The 40 Watt was packed to the gills Thursday for the conclusion of Neutral Milk Hotel’s three-night stand. As it was more or less a locals-only show (slash a people-who-used-to-be-locals-only show), there was a distinct vibe of cameraderie (and, er, draaank) in the air; the band, especially the newly Teen Wolf-ed Jeff Mangum, seemed to respond in kind. Also, it was real sweaty up in there.

The band’s set, which began in solo-Mangum fashion with “Oh Comely” and concluded an hour or so later with the similarly stripped-down “Two Headed Boy Pt. 2” (setlist here) was fast and loose in between; in fact, it got damn near rowdy at points. During uptempo songs like “Holland, 1945” and “Ghost,” Mangum led a spontaneous pogo-dance charge onstage until the whole thing began to feel, well, sorta like a house show.

Here’s how I thought of it (with drunken earnestness) at the time:

In the harsh light of day, I still feel stirred.

All the band seemed beautifully lost in the moment. Scott Spillane yelped noiselessly along with every Mangum cipher, while the eternally youthful Julian Koster bounced recklessly around the stage, his defiant weirdness comparable to, as Blake noted in his review of Wednesday’s show, “a five-year-old who wouldn’t go to bed.”

But much of the credit for that “punk rock energy” should go to drummer Jeremy Barnes, who played like his hair was on fire. Every fill was machine-gun spray. At times he threatened to trip himself up, so urgent and demanding was his playing.

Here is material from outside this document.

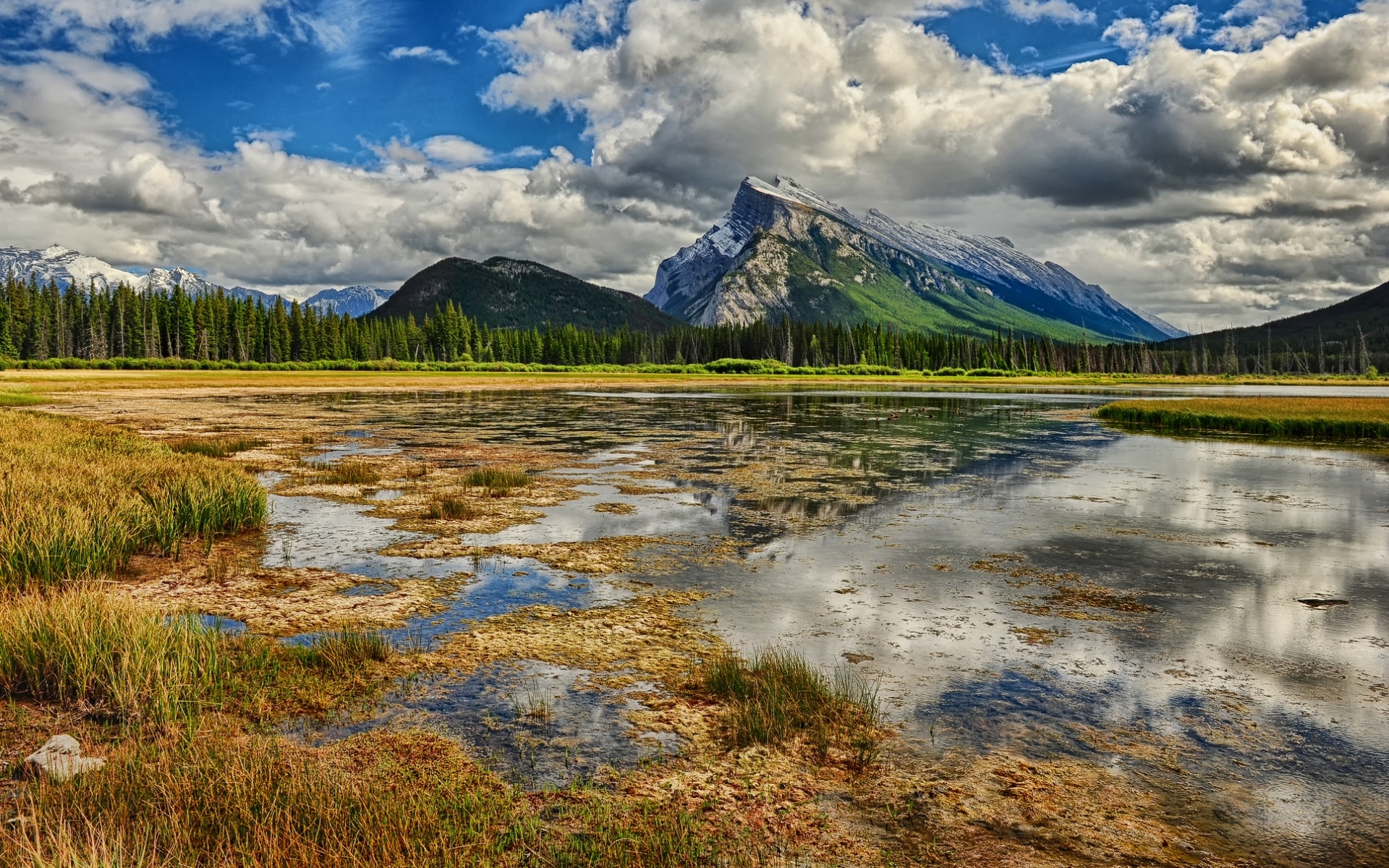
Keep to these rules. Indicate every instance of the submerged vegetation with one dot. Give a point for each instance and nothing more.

It was Mangum’s birthday Thursday—how ’bout that—and though the singer didn’t directly respond to the many well-wishers who shouted celebrations his way, he appeared lighthearted throughout, a warm and welcoming smile plastered to his face. More than once, he commented into the microphone on how much love he felt for things—his band, the crowd, the people of Athens.

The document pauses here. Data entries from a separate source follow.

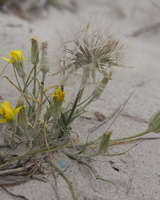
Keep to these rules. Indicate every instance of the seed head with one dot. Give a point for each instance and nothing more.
(89, 44)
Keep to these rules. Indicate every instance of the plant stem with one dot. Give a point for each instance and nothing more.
(39, 109)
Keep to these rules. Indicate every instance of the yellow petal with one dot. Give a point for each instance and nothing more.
(3, 120)
(6, 59)
(18, 109)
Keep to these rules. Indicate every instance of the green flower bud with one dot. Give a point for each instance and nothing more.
(34, 51)
(154, 123)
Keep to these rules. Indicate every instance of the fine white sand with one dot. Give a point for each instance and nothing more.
(137, 172)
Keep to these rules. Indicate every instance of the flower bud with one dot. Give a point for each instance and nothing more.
(104, 143)
(22, 115)
(44, 65)
(58, 99)
(154, 123)
(34, 51)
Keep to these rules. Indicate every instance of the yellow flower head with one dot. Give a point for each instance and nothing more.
(7, 112)
(59, 94)
(15, 56)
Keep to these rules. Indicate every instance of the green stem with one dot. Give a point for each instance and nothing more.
(39, 109)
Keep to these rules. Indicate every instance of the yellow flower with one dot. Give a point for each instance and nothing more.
(15, 56)
(7, 112)
(59, 94)
(16, 59)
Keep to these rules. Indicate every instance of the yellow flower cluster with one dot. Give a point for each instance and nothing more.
(7, 112)
(59, 94)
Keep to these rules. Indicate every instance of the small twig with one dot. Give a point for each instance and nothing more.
(132, 140)
(15, 195)
(51, 161)
(68, 182)
(16, 170)
(22, 180)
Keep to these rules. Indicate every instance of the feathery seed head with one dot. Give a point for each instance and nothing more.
(87, 44)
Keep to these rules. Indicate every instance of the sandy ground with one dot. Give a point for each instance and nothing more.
(137, 172)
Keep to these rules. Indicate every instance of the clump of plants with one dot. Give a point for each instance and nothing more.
(42, 119)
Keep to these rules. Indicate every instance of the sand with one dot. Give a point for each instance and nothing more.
(136, 173)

There was a whole lotta love in the air last night, at the euphoric end of a week most of Athens thought might never arrive. Now that it’s come and gone, we can only hope—our level of optimism steadily rising—that it comes again. Whatever happens, though, we won’t ever be able to recreate the magic of NMH’s unexpected homecoming, a punk rock party for our history books. Happy birthday, Jeff, indeed.